C’est un autre homme du clan au pouvoir, le général Sékouba Konaté, qui dirige la Guinée, pour un intérim sans doute appelé à durer. Fin 2008, cet officier formé au Maroc, en France et en Chine avait été l’un des principaux artisans de la prise du pouvoir par l’armée, quelques heures après l’annonce de la mort du dictateur Lansana Conté, après vingt-quatre ans au pouvoir.
Moussa Dadis Camara et son exercice autocratique du pouvoir
Mais c’est Moussa Dadis Camara, officier fantasque, qui avait pris la tête de la junte. Il avait d’abord pris des mesures contre l’implication de membres du gouvernement et de l’armée dans le trafic de drogue, véritable fléau en Guinée depuis plusieurs années, et avait promis d’organiser une présidentielle le 31 janvier 2010, à laquelle il ne serait pas candidat.Cela lui avait valu un a priori favorable de l’opposition, jusqu’à ce que son exercice autocratique du pouvoir et son intention évidente de s’y maintenir ne lui aliènent ces soutiens.

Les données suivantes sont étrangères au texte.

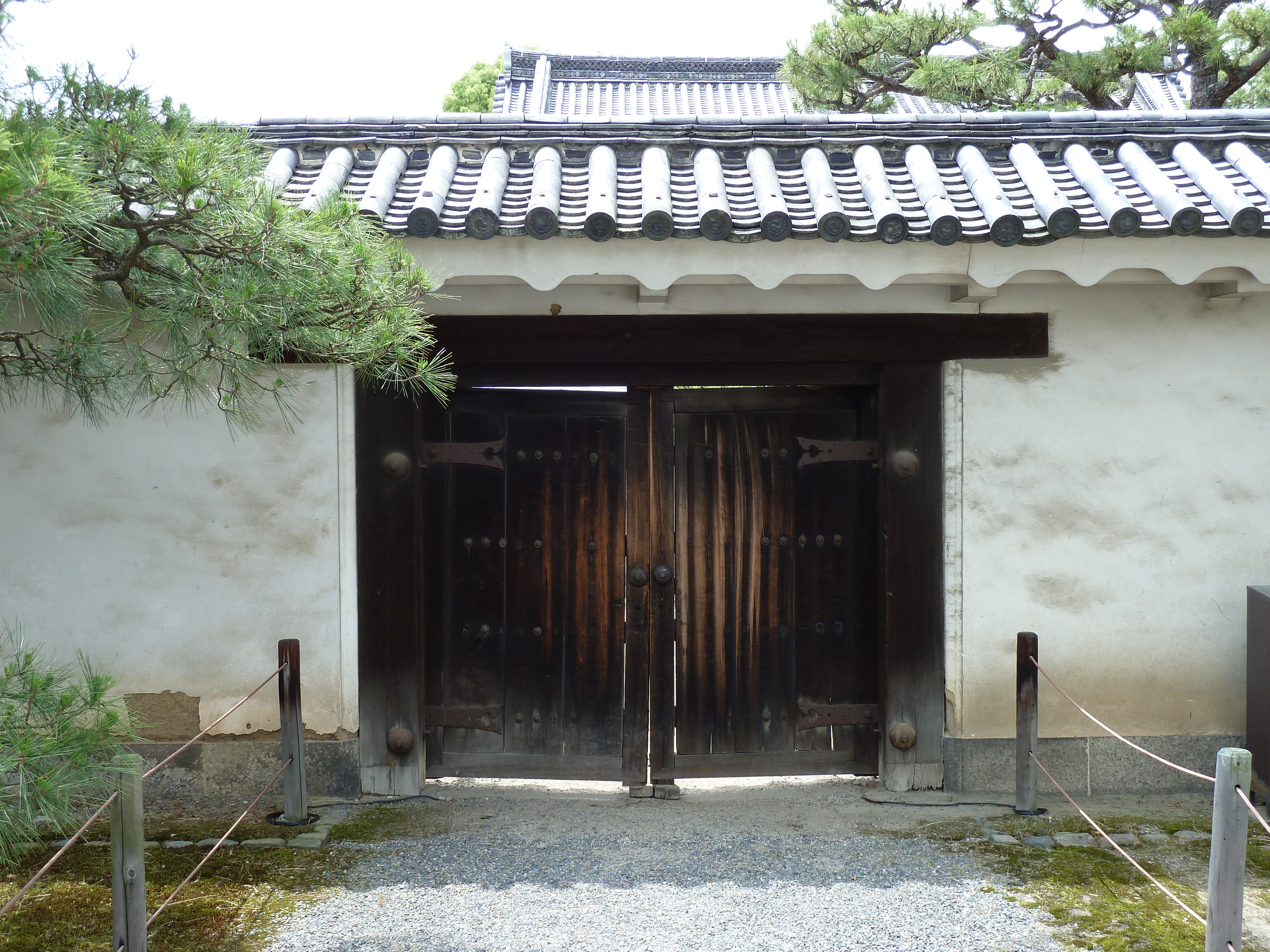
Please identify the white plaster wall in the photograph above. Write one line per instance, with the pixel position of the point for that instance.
(1116, 501)
(177, 557)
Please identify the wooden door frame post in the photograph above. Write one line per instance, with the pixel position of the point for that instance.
(911, 598)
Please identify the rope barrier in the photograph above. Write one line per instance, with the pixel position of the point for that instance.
(210, 852)
(58, 856)
(1252, 809)
(1102, 833)
(1142, 751)
(197, 737)
(163, 764)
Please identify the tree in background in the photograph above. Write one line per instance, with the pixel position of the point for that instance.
(474, 91)
(872, 50)
(142, 261)
(59, 736)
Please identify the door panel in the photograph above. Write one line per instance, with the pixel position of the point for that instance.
(529, 544)
(777, 583)
(474, 585)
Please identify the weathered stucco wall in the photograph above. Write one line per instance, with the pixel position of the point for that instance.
(1114, 499)
(177, 557)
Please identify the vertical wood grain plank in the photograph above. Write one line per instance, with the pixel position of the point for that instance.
(779, 711)
(639, 544)
(388, 571)
(822, 572)
(476, 588)
(859, 680)
(535, 657)
(912, 591)
(594, 635)
(664, 630)
(747, 722)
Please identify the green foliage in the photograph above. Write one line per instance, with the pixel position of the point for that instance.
(871, 50)
(59, 734)
(142, 261)
(474, 91)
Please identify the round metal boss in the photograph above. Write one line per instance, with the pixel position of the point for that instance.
(905, 464)
(401, 741)
(904, 736)
(397, 465)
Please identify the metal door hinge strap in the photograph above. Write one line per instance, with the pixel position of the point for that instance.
(831, 715)
(481, 719)
(836, 451)
(473, 454)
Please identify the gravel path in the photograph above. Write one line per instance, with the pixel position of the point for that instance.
(774, 870)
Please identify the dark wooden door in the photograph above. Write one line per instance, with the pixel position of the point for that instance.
(775, 628)
(526, 515)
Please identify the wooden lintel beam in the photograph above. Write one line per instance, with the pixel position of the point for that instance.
(730, 340)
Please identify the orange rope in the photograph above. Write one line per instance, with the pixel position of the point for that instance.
(195, 871)
(1090, 821)
(1144, 751)
(186, 746)
(58, 856)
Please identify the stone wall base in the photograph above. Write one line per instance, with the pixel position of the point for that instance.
(237, 771)
(1086, 766)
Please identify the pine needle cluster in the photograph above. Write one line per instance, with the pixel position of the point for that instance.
(60, 736)
(872, 50)
(143, 262)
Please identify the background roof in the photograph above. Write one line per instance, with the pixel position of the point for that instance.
(562, 84)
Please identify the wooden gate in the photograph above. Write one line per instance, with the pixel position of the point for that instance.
(524, 534)
(775, 631)
(741, 525)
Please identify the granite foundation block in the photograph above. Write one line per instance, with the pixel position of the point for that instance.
(1086, 766)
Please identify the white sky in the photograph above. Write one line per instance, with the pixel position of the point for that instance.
(239, 60)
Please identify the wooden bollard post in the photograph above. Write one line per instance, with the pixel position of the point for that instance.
(295, 793)
(1229, 852)
(129, 860)
(1027, 725)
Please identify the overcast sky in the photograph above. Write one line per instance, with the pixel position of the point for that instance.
(239, 60)
(243, 59)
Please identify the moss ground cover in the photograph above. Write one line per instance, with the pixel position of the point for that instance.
(1097, 899)
(229, 908)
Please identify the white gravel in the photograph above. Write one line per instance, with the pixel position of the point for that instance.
(775, 870)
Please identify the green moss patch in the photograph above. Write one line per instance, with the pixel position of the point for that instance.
(1097, 899)
(229, 908)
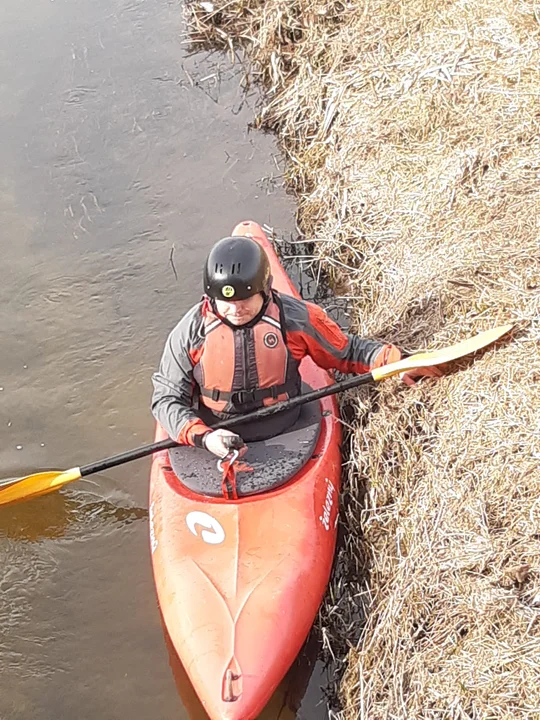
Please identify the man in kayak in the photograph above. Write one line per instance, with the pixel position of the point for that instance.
(240, 348)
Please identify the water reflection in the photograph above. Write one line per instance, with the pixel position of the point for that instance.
(74, 513)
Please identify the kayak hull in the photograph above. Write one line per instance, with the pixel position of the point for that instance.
(239, 582)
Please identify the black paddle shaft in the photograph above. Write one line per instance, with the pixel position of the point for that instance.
(146, 450)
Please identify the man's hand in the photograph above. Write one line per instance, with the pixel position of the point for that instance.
(411, 376)
(221, 442)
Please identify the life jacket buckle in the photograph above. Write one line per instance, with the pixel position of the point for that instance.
(242, 397)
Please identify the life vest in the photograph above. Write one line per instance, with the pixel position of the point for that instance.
(244, 368)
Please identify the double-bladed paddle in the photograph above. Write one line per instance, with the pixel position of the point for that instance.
(41, 483)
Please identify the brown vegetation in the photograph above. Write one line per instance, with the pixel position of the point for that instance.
(411, 130)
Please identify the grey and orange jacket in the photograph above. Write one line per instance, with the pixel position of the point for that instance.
(231, 370)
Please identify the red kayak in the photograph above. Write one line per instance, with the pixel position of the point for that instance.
(240, 581)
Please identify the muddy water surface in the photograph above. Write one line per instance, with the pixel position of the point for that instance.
(121, 162)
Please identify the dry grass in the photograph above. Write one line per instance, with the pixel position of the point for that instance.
(411, 132)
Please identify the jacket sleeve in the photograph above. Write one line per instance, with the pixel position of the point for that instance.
(172, 401)
(311, 332)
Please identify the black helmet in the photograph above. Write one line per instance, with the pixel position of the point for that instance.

Le 28 septembre, le chef de l’État se trouvait d’ailleurs en tournée préélectorale en province.
L’attentat qui a visé le capitaine Camara a entraîné un changement de têtes au sommet de la junte, mais ne devrait pas modifier son projet : garder le pouvoir, synonyme de prébendes. « Le général Konaté est certes plus “présentable” que Dadis Camara, il est moins flamboyant et gaffeur, mais sur le fond il n’est en rien un démocrate convaincu, explique Gilles Yabi, consultant spécialiste de la Guinée. La junte est un agrégat d’intérêts partagés entre ses différents éléments. »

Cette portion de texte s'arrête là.